Reputation: 3
The objective here is to check if a number is palindrome or not using recursion. Today is my first day with recursion so as you can see the code doesn't seem very convincing.
I tried to use print statements to see what was going wrong. The first time I ran the program I input '101'.'pal_Q' and 'temp' had the same value(101) however the output was 'The number is not a palindrome'.
I wasn't sure what was wrong so I ran it again inputting 22, but it still did not work. Is something wrong with my if statements? What is the bug?
private static int pal_Q = 0;
private static int originalNumber;
private static int i = 0;
public static void main(String[] args) {
Scanner sc = new Scanner(System.in);
System.out.println("Enter the number");
checkPal(sc.nextInt());
if (pal_Q == temp) {
System.out.println("The number is a palindrome");
}
else if (pal_Q != originalNumber) {
System.out.println("The number is not a palindrome");
}
}
public static int checkPal(int n) {
pal_Q *= 10;
if (i == 0) {
originalNumber = n;
i++;
}
if (n == 0) {
return 1;
}
pal_Q += n % 10;
System.out.print("Pal_Q=" + pal_Q + ", origNum=" + originalNumber);
System.out.println(", n=" + n + " " + (n % 10));
return checkPal(n / 10);
}
Upvotes: 0
Views: 6497
Reputation: 1369
If you want to learn about recursion, then you can also solve the problem above by converting the number to String
, because if we have to just check whether the number is palindrome or not, then it will be very easy to solve it by first converting the number into a String
(or character array). See the code below, check the isPalindrome()

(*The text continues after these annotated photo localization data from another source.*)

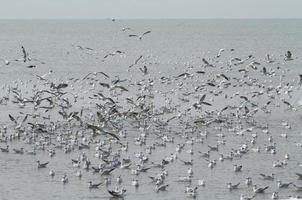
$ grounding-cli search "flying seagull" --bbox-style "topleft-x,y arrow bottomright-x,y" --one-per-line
82,71 -> 109,80
21,46 -> 28,62
103,50 -> 124,60
129,55 -> 143,68
128,31 -> 152,40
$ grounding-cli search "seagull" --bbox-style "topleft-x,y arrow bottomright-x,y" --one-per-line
104,177 -> 111,186
27,148 -> 36,155
61,174 -> 68,184
108,188 -> 126,198
208,144 -> 218,151
199,150 -> 210,158
272,192 -> 278,199
296,173 -> 302,180
73,44 -> 93,51
187,167 -> 193,176
217,73 -> 229,81
34,70 -> 53,81
75,170 -> 82,178
193,94 -> 212,109
285,50 -> 293,61
298,74 -> 302,85
260,173 -> 275,180
156,184 -> 169,192
49,169 -> 55,177
131,179 -> 139,187
21,46 -> 28,62
8,114 -> 28,130
88,181 -> 102,189
128,30 -> 152,40
185,186 -> 198,197
179,158 -> 193,165
101,167 -> 116,176
176,72 -> 192,78
103,50 -> 124,60
262,67 -> 268,75
217,49 -> 225,58
129,55 -> 143,68
116,175 -> 123,184
13,148 -> 24,154
82,71 -> 109,80
245,177 -> 252,186
293,184 -> 302,191
234,164 -> 243,172
202,58 -> 214,67
26,65 -> 36,68
37,161 -> 49,168
277,180 -> 293,188
253,185 -> 269,193
227,182 -> 240,190
198,179 -> 206,187
266,54 -> 275,63
0,58 -> 10,65
139,65 -> 148,75
177,176 -> 192,183
122,27 -> 132,31
240,194 -> 255,200
0,145 -> 9,153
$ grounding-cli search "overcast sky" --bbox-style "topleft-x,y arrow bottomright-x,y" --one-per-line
0,0 -> 301,19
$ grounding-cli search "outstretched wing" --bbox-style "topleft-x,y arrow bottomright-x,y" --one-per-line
8,114 -> 17,125
199,94 -> 206,103
128,34 -> 138,38
108,190 -> 119,197
142,30 -> 151,36
98,72 -> 109,78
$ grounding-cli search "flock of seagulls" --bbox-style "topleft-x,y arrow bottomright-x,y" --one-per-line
0,25 -> 302,200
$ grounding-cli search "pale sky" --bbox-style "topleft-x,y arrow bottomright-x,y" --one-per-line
0,0 -> 301,19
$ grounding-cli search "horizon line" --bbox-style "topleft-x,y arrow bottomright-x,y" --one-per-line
0,17 -> 301,20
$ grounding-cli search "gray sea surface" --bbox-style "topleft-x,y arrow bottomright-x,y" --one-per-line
0,19 -> 302,200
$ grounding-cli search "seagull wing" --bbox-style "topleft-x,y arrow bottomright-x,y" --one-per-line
166,116 -> 177,123
99,82 -> 110,88
21,46 -> 27,62
134,55 -> 143,64
240,96 -> 249,101
220,74 -> 229,81
108,190 -> 120,197
22,114 -> 28,124
95,182 -> 102,187
111,85 -> 128,92
102,130 -> 120,141
201,101 -> 212,106
199,94 -> 206,103
8,114 -> 17,125
128,34 -> 138,38
220,106 -> 229,112
98,72 -> 109,78
202,58 -> 209,65
259,173 -> 266,177
142,30 -> 151,36
82,72 -> 93,80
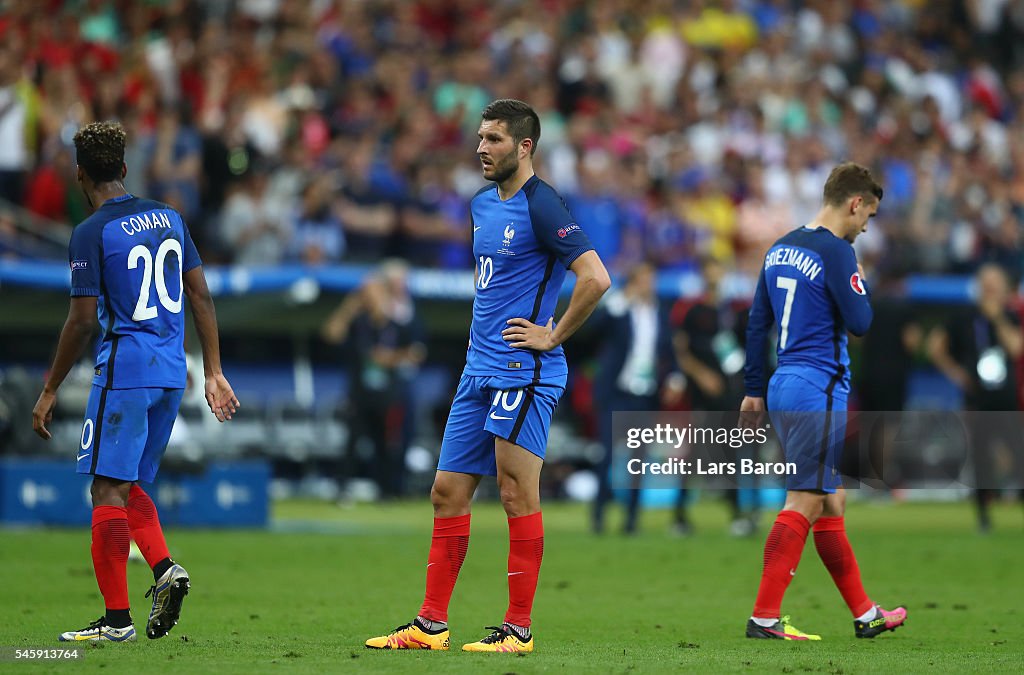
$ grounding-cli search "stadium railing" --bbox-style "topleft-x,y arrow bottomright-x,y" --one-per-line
0,259 -> 990,304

method, and debug it to get the recursion working.
public static void main(String[] args) {
Scanner sc = new Scanner(System.in);
System.out.println("Enter the number");
String str = String.valueOf(sc.nextInt());
boolean isPalin = isPalindrome(str, 0, str.length() - 1);
if (isPalin) {
System.out.println("The number is a palindrome");
}
else {
System.out.println("The number is not a palindrome");
}
}
private static boolean isPalindrome(String num, int i, int j) {
if (i >= j) {
return true;
}
return num.charAt(i) == num.charAt(j) && isPalindrome(num, i + 1, j - 1);
}
Upvotes: 2
Reputation: 590
Using global scope or static variables to perform recursion is usually an indication of lack of fully grasping how recursion should work. I suggest solving a few programming problems with trees and linked lists, those data structures are suitable for practicing and understanding recursion.

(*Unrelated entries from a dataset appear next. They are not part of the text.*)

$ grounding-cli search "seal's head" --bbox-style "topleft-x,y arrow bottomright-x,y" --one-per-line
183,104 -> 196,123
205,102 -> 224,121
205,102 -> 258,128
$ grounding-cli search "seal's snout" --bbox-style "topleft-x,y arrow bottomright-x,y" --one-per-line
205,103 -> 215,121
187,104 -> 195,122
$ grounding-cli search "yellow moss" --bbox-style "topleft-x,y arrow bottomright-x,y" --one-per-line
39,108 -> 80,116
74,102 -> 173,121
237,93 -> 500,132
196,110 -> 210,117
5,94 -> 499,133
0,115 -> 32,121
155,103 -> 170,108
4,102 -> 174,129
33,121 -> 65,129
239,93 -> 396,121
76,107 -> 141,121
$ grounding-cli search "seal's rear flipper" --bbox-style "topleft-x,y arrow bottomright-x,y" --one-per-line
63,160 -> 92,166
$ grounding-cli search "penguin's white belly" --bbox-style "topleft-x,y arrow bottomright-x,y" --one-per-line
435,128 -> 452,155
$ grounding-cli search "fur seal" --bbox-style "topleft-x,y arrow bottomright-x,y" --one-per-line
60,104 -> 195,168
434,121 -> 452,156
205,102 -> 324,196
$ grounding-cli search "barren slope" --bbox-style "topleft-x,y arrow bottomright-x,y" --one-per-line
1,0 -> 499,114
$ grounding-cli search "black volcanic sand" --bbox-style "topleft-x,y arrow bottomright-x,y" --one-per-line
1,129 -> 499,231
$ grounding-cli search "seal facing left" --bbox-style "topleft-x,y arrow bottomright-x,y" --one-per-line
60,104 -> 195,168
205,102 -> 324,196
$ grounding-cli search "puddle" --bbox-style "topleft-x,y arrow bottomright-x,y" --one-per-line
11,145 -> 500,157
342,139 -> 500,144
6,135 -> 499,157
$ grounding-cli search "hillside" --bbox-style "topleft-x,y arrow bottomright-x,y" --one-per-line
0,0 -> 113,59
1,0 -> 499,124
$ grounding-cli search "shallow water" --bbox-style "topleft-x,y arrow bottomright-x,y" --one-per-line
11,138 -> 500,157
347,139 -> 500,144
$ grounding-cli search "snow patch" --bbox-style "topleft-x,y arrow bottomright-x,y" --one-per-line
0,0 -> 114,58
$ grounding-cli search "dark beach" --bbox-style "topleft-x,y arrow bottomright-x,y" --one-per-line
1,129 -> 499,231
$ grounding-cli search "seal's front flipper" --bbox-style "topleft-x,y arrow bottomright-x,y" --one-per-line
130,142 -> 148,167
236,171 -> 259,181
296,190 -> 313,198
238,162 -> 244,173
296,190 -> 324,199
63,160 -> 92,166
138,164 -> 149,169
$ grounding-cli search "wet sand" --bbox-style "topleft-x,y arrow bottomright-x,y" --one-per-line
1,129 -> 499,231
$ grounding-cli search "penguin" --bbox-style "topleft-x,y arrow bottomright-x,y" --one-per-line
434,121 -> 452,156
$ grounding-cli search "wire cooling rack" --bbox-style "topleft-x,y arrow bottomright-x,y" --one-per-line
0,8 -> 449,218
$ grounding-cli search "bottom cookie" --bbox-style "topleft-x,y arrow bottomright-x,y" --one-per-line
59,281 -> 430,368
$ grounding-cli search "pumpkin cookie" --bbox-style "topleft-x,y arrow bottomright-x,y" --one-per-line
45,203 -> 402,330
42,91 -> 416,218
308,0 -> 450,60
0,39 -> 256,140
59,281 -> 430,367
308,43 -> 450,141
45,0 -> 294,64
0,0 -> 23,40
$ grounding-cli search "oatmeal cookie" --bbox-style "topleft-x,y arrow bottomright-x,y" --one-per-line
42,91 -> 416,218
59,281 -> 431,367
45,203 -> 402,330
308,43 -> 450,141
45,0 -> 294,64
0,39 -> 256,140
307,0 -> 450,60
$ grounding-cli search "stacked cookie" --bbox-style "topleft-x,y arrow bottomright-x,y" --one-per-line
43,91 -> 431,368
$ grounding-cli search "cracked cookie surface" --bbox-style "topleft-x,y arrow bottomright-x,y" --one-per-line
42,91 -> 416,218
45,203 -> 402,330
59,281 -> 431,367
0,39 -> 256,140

One possible solution to your problem, without converting the number to a String:
public class NumericPalindrome {
public static void main(String args[]) {
System.out.println(isNumericPalindrome(22)); // true
System.out.println(isNumericPalindrome(131)); // true
System.out.println(isNumericPalindrome(1)); // true
System.out.println(isNumericPalindrome(9987)); // false
System.out.println(isNumericPalindrome(1331)); // true
System.out.println(isNumericPalindrome(-1221)); // true
System.out.println(isNumericPalindrome(112112)); // false
}
public static boolean isNumericPalindrome(int n) {
// Define how negative numbers should be handled
if (n < 0)
n = Math.abs(n); // or n *= -1;
if (n < 10)
return true;
return isNumericPalindrome(n, n, 0);
}
private static boolean isNumericPalindrome(int original, int sliced, int pow) {
if (sliced < 10)
return sliced == original % 10;
return isNumericPalindrome(original, sliced / 10, pow + 1) &&
sliced % 10 == (original / (int) Math.pow(10, pow)) % 10;
}
}
Upvotes: 0
Reputation: 22997
@pbajpai21 provided an alternative solution, but I'm answering your original question.
The final value of pal_Q
is 7370
; you only need to divide it by 10, and then your code is correct.
checkPal(sc.nextInt());
if (pal_Q / 10 == temp) {
// Is palindrome
}
else {
// Is not a palindrome
}
Upvotes: 0
Reputation: 19855
Here's a solution which operates numerically rather than convert to String
. It has a simple public front-end, and uses a private back-end to do the recursion to hide the state checking info that the user shouldn't need to see or know.
import java.util.Scanner;
public class PalindromeChecker {
public static boolean isPalindrome(int number) {
return backend(number, 0, number);
}
private static boolean backend(int original, int reversed, int reduced) {
if (reversed == original) return true ;
if (reduced < 1) return false;
return backend(original, reversed * 10 + reduced % 10, reduced / 10);
}
public static void main(String[] args) {
Scanner sc = new Scanner(System.in);
System.out.println("Enter the number");
int number = sc.nextInt();
if (isPalindrome(number)) {
System.out.println("The number is a palindrome");
} else {
System.out.println("The number is not a palindrome");
}
sc.close();
}
}
In other languages, you could avoid the backend by using default values for the parameters.